I hate going up to people and asking them for help because I feel like such a burden and they have lives of there own. I’ve started battling another battle too, another thing to add the this war, and only a couple of my friends know. If it were to come out completely, my life would be so horrible, I don’t know if I could handle it. But at the same time, if it doesn’t come out, it’ll surely kill me. But I made the choice to completely lie to the people who matter.
People say cry out to God, but after doing that for so long and feeling just as low as before, I can almost say I’ve given up on that part of life too… I thought I was stronger.
Everyone else going through this battle, don’t be like me and give up. Be strong for those around you, be strong because that is often the only thing to be, be strong to prove to others you will not end up like me. Be strong because if you aren’t, you will lose yourself in the twist of time, in the battle of life.
Don’t give up. Say everything you just said about being strong, but say it to yourself. You are strong and powerful and brave. Life is worth living because there will be a time when the pain makes way for happiness. You can’t give up now because then you would be giving up on happiness, giving up before you have a chance to experience what life would be like without s.i. You are strong.
Staystrong
I am sorry that life seems miserable for you right now. But don’t give up. Things eventually do pass. I know that sounds kinda corny, but things do eventually get better.
I used to be the same way – sometimes I still feel that way, but I have to remind myself that life will unfortunately have these moments and these moments are what makes us realize we are survivors and we can take what comes our way…no matter what.

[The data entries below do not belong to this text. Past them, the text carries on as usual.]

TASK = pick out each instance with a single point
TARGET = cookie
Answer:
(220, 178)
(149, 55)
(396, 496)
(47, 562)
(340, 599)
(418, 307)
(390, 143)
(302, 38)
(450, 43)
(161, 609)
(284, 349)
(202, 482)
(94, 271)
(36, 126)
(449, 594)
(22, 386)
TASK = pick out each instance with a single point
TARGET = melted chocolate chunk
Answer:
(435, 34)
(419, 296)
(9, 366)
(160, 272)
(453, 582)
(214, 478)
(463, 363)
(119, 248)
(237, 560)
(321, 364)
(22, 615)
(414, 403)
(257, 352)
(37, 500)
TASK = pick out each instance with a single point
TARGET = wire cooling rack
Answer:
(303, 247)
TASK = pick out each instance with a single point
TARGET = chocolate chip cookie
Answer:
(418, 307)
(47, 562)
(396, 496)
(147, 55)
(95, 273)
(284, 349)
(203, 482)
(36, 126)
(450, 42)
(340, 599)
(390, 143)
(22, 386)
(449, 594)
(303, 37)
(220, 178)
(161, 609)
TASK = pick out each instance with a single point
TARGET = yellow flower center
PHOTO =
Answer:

There is a lot of life out there to live. You are a strong, courageous, beautiful person even if you may not believe it just now. Hang in there and keep telling yourself you can do it and that you are strong.
Thanks.
I feel like this too a lot. A lot a lot actually more than id like to admit. But I guess living and being miserable is better than not living at all. That’s what keeps me going a lot of the time. Stay strong and keep your head up.